Due to increasing demand, installed capacity of renewable energy in Sub-Saharan Africa is set to almost double in the coming years. Over the next 5 years, cumulative capacity of renewable energy in Africa is expected to rise to almost 70%.
Power and energy is intrinsic to the African continent’s growth. Throughout the continent, as well as globally, there has been a concerted move towards depending on renewable energy in Africa. According to Paolo Frankl, head of the renewable division at the Paris-based International Energy Agency (IEA) “A big chunk of this (growth) is hydro because of Ethiopia, but then you have solar … in South Africa, Nigeria and Namibia and wind in South Africa and Ethiopia as well,” Frankl predicts that installed capacity of renewable energy in the Sub-Sahara region will almost double from around 35 gigawatts now to above 60 GW given the right conditions.
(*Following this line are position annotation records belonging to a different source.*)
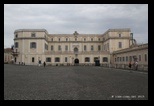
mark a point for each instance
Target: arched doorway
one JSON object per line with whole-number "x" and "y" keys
{"x": 76, "y": 61}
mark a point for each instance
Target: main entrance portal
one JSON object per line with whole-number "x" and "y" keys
{"x": 76, "y": 61}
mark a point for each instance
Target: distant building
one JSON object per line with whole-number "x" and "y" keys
{"x": 8, "y": 58}
{"x": 34, "y": 45}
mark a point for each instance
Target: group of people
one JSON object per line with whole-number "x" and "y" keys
{"x": 44, "y": 64}
{"x": 135, "y": 64}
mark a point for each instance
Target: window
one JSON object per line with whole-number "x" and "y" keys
{"x": 57, "y": 59}
{"x": 33, "y": 45}
{"x": 52, "y": 48}
{"x": 99, "y": 47}
{"x": 59, "y": 47}
{"x": 139, "y": 57}
{"x": 105, "y": 59}
{"x": 32, "y": 59}
{"x": 16, "y": 44}
{"x": 65, "y": 59}
{"x": 16, "y": 35}
{"x": 85, "y": 48}
{"x": 48, "y": 59}
{"x": 126, "y": 58}
{"x": 87, "y": 59}
{"x": 92, "y": 48}
{"x": 119, "y": 35}
{"x": 33, "y": 35}
{"x": 95, "y": 58}
{"x": 120, "y": 44}
{"x": 145, "y": 57}
{"x": 66, "y": 48}
{"x": 46, "y": 46}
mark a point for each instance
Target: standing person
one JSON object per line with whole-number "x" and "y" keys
{"x": 136, "y": 65}
{"x": 44, "y": 64}
{"x": 130, "y": 66}
{"x": 39, "y": 62}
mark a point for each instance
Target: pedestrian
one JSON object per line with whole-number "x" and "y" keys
{"x": 44, "y": 64}
{"x": 130, "y": 65}
{"x": 136, "y": 65}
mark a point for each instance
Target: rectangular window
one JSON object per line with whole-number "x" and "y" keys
{"x": 126, "y": 58}
{"x": 120, "y": 44}
{"x": 145, "y": 57}
{"x": 32, "y": 34}
{"x": 105, "y": 59}
{"x": 87, "y": 59}
{"x": 32, "y": 59}
{"x": 52, "y": 48}
{"x": 99, "y": 47}
{"x": 84, "y": 39}
{"x": 65, "y": 59}
{"x": 16, "y": 44}
{"x": 33, "y": 45}
{"x": 66, "y": 48}
{"x": 59, "y": 47}
{"x": 57, "y": 59}
{"x": 130, "y": 58}
{"x": 48, "y": 59}
{"x": 46, "y": 46}
{"x": 85, "y": 48}
{"x": 139, "y": 57}
{"x": 92, "y": 48}
{"x": 119, "y": 35}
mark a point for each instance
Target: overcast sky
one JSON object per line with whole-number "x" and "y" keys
{"x": 83, "y": 18}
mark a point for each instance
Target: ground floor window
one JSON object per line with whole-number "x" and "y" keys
{"x": 87, "y": 59}
{"x": 105, "y": 59}
{"x": 48, "y": 59}
{"x": 57, "y": 59}
{"x": 32, "y": 59}
{"x": 65, "y": 59}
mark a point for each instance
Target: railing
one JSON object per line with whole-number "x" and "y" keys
{"x": 141, "y": 67}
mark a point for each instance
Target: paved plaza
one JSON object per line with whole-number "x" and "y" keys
{"x": 73, "y": 83}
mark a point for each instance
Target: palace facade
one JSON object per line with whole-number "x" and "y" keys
{"x": 34, "y": 45}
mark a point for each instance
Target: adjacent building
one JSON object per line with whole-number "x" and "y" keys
{"x": 34, "y": 45}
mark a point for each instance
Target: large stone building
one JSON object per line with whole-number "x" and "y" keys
{"x": 32, "y": 45}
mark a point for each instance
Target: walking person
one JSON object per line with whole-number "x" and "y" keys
{"x": 130, "y": 66}
{"x": 44, "y": 64}
{"x": 136, "y": 65}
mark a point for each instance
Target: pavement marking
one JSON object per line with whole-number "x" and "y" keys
{"x": 125, "y": 70}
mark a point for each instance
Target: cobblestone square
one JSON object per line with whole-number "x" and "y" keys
{"x": 73, "y": 83}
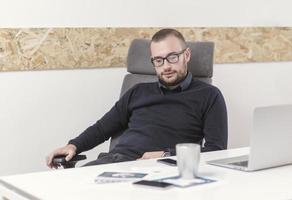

For renewable energy in Africa to grow, it will require a lot of work. According to Frankl, “Africa has one of the best potential resources of renewables anywhere in the world, but it depends very much on the enabling framework, on the governance and the right rules.” There has been pushback from some governments, particularly those dependent on coal mining as a form of economic growth and job creation following the transition to a low-carbon trajectory to reduce harmful greenhouse gases. South Africa’s leading electric public utility, Eskom, has been especially reluctant to sign new deals with independent power producers. Eskom says it won’t sign new power producer agreements (PPAs) because the cost of electricity from independent power producers (IPPs) is too high. Many have questioned Eskom’s reluctance, considering the potential for job creation, skills development and socio-economic benefits that can come from these deals.
The inability of Eskom to sign the new power purchase agreements for two years has delayed investment of R58 billion, and hit investor confidence with at least one wind turbine manufacturing plant closing down, according to the South African Wind Energy Association. “The continent has a lot of potential, but the problem is financial and political issues, so all of our projects are being delayed for quite a long time, like with Eskom,” said Mason Qin, business development manager for southern and eastern Africa at China’s Goldwind.